Landmark research has found that women who take the Pill while young are at lower risk of ovarian, womb and bowel cancer more than three decades later.
The study of 46,000 women – the longest ever led– concluded that the protective benefits last for 35 years after they stop taking the oral contraceptive pill.
The British women in the study had the drug for just three and a half years on average when they were in their 20s and 30s.
But the protection from cancer lasted until their 50s, 60s, and 70s – the age when they would usually be at greatest risk.
And they were at no greater risk of other forms of cancer – a finding that will reassure those who take the Pill.
The researchers, from the University of Aberdeen, calculated that women who had taken the Pill were a third less likely than women who had never taken the drug to ever develop cancer of the ovaries or the endometrial – the lining of the womb.
And they were a fifth less likely to develop bowel cancer.
Some 3.5million women in Britain take the Pill, which is by far the most popular method of contraception.
Experts last night said the study, published in the American Journal of Obstetrics and Gynaecology, would ’significantly alter’ the public’s view of the risks and benefits of the drug.
Women have long been told if they take the Pill they may be at higher risk of breast cancer or cervical cancer. But the study showed these risks do not last long, disappearing completely five years after they stopped taking the Pill. By the time women have gone through the menopause – the time when most cancers occur – those who have taken the Pill in the past are at no additional risk of any cancer, the researchers found.
The Aberdeen team wrote: ’These results provide stronger evidence that most women do not expose themselves to long-term cancer harm if they choose to use oral contraception; indeed many are likely to be protected.’
They found that for every 100,000 women who took the Pill, 22 would develop ovarian cancer at some point in their life, compared to 33 who never took the drug.
Some 48 users would develop bowel cancer, compared to 59 non-users, and 19 women who took the Pill would develop endometrial cancer, compared to 30 who did not.
The Pill works by artificially raising levels of the sex hormones oestrogen and progesterone, which stop the ovaries from ovulating.
Additional oestrogen increases the risk of breast cancer and cervical cancer – the focus of research fears in the past.
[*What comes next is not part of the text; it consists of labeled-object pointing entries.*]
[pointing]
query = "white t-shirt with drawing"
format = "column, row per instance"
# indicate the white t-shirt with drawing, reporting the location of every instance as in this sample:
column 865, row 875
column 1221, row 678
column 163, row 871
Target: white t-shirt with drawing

But scientists think this risk is offset by the reduction in ovulation – which cuts the risk of ovarian and endometrial cancer.
They are not yet sure why bowel cancer is affected.
The study involved 23,000 women from across the UK who used the combined oral contraceptive pill, and 23,000 who did not. They were tracked until 2012.
Professor Helen Stokes-Lampard, of the Royal College of GPs, said: ’Millions of women who use the combined oral contraceptive pill should be reassured by this comprehensive research that they are not at increased risk of cancer as a result – and that taking the Pill might actually decrease their risk of certain cancers.’